One day, she thinks to herself, ‘Why? Why do I need to keep it in my room?’
So she starts to think of ways she can leave her room and still be this new woman she’s become. ‘I’ll just get something sexy to wear under my normal clothes.’
She soon finds herself buying and wearing some girly bras and panties, and she becomes confident enough to start wearing her new makeup and styles in public. It isn’t at all as scary as she thought it’d be. Deep down, she knows she’s a desirable woman, and that gives her confidence.
The garden is now fully in bloom.
Crush: ‘Hey, great party, right?’
Our Girl: ‘Yeah!’
Crush: ‘You look great, by the way. There’s something different about you. Can’t place it.’
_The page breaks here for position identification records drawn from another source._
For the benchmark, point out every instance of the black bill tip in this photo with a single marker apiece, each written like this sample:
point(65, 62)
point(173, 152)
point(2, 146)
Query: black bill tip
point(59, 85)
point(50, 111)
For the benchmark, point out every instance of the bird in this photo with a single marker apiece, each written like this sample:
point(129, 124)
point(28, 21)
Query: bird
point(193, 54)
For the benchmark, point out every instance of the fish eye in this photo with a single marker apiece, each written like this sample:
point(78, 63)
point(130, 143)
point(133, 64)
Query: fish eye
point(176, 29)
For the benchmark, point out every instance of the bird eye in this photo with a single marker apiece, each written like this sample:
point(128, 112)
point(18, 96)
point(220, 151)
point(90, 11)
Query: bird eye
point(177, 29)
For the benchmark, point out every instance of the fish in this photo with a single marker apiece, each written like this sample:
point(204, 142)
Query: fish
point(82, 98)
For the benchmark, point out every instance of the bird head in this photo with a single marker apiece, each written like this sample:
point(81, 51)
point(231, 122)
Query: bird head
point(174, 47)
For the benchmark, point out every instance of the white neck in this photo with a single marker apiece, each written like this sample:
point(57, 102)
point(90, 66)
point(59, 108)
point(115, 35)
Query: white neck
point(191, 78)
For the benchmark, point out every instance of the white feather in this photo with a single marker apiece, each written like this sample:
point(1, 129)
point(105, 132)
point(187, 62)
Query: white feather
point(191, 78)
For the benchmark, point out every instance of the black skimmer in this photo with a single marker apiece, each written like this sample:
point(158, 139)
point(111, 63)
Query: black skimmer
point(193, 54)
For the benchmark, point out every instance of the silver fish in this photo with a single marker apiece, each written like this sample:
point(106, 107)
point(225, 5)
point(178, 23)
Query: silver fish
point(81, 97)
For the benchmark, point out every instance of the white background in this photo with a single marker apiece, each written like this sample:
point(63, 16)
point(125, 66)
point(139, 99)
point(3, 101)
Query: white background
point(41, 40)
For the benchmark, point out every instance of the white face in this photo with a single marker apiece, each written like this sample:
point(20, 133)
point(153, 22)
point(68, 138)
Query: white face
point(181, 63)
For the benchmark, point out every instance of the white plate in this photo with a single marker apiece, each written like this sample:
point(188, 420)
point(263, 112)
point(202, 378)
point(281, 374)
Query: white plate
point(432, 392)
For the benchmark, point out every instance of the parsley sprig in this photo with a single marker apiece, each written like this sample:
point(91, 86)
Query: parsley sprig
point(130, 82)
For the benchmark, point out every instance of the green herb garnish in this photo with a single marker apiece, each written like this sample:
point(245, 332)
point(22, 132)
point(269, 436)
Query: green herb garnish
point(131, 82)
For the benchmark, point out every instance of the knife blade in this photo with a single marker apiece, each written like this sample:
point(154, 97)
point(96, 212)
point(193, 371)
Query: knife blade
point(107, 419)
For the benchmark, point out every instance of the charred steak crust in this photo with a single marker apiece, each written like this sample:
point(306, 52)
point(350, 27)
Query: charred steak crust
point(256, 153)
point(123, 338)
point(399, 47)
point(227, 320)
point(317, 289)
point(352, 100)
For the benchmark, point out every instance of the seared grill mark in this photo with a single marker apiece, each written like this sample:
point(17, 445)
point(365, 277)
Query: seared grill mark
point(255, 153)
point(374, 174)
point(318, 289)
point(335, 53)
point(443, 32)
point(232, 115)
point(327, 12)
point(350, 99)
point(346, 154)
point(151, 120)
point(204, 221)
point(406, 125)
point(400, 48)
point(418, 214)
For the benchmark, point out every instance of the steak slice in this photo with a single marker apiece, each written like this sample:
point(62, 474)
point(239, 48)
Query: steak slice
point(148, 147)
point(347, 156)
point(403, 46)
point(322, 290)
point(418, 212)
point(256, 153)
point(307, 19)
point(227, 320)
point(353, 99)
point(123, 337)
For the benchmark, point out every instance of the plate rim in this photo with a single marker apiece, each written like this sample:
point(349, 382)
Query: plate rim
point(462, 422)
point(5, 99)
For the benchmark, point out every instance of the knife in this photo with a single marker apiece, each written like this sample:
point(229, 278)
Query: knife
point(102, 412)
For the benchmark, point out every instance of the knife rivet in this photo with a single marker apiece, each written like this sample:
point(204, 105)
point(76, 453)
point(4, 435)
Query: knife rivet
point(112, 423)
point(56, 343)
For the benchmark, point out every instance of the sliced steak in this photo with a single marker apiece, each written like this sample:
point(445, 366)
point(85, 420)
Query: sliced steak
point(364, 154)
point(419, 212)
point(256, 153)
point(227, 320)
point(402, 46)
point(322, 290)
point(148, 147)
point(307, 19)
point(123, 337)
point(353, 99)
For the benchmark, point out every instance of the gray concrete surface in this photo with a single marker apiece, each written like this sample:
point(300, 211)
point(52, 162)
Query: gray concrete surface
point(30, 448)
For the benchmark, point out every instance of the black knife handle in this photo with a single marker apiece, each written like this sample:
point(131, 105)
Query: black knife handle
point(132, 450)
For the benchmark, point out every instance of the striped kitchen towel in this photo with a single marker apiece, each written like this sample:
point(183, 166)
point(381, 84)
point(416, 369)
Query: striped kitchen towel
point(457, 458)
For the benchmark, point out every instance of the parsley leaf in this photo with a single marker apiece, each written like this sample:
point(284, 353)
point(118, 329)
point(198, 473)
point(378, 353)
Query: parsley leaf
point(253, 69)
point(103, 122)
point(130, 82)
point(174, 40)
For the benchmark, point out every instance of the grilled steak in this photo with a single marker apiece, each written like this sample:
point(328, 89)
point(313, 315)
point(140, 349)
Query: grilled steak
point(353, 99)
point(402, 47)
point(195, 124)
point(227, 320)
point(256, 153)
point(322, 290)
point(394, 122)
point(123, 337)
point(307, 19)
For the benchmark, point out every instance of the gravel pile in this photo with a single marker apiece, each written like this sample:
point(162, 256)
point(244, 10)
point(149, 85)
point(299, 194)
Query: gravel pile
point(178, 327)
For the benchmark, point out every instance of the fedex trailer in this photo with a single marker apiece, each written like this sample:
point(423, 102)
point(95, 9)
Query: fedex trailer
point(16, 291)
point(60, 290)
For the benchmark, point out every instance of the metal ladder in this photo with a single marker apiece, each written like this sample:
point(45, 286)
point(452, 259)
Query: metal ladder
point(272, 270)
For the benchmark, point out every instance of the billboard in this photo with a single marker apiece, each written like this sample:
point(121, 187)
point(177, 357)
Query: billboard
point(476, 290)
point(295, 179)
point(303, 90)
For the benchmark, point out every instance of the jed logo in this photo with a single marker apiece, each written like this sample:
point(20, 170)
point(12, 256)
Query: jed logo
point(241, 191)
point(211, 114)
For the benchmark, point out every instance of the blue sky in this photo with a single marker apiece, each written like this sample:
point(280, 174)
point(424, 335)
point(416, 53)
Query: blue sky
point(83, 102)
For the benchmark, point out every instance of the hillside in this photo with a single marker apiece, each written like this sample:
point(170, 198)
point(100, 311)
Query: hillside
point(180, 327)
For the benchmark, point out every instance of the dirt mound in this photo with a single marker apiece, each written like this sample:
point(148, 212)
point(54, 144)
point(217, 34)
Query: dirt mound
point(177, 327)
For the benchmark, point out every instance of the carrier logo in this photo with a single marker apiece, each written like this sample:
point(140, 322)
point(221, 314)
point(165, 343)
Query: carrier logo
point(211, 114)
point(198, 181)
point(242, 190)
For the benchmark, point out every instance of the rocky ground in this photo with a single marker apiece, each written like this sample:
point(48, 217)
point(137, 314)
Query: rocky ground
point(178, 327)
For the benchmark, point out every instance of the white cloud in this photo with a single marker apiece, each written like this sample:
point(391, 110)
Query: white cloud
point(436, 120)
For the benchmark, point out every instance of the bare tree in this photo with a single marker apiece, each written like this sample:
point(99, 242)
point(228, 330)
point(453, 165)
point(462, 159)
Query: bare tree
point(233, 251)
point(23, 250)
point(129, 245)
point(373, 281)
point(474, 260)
Girl:It’s probably what I’m wearing under this… *That thought sends a faint gleam to her eye and the tiniest smile to her lips*
Girl: ‘Thank you.’
Crush: *Notices the gleam*
Crush: *Notices some dark bra lace peeking from her neckline*
Crush: *Notices lacy panty line through her otherwise respectable slacks*
Crush: Yeah, there’s more to this little gem than meets the eye. This might be worth exploring.
Crush: ‘So, how about if we go out to eat sometime? Friday sound good?’
And so our hopeless little ‘nice girl’ grew into a woman in the privacy of her humble room. She didn’t have to give up her virginity, and she didn’t have to have a man ‘teach’ her how to be sexual. She found it within herself, she nursed it and grew it into something beautiful, something she valued in herself. She had something more than just a primal urge to have sex. She had something real. She had her own mature sexual nature. And eventually, it was something she was both excited and confident to share with a very lucky man.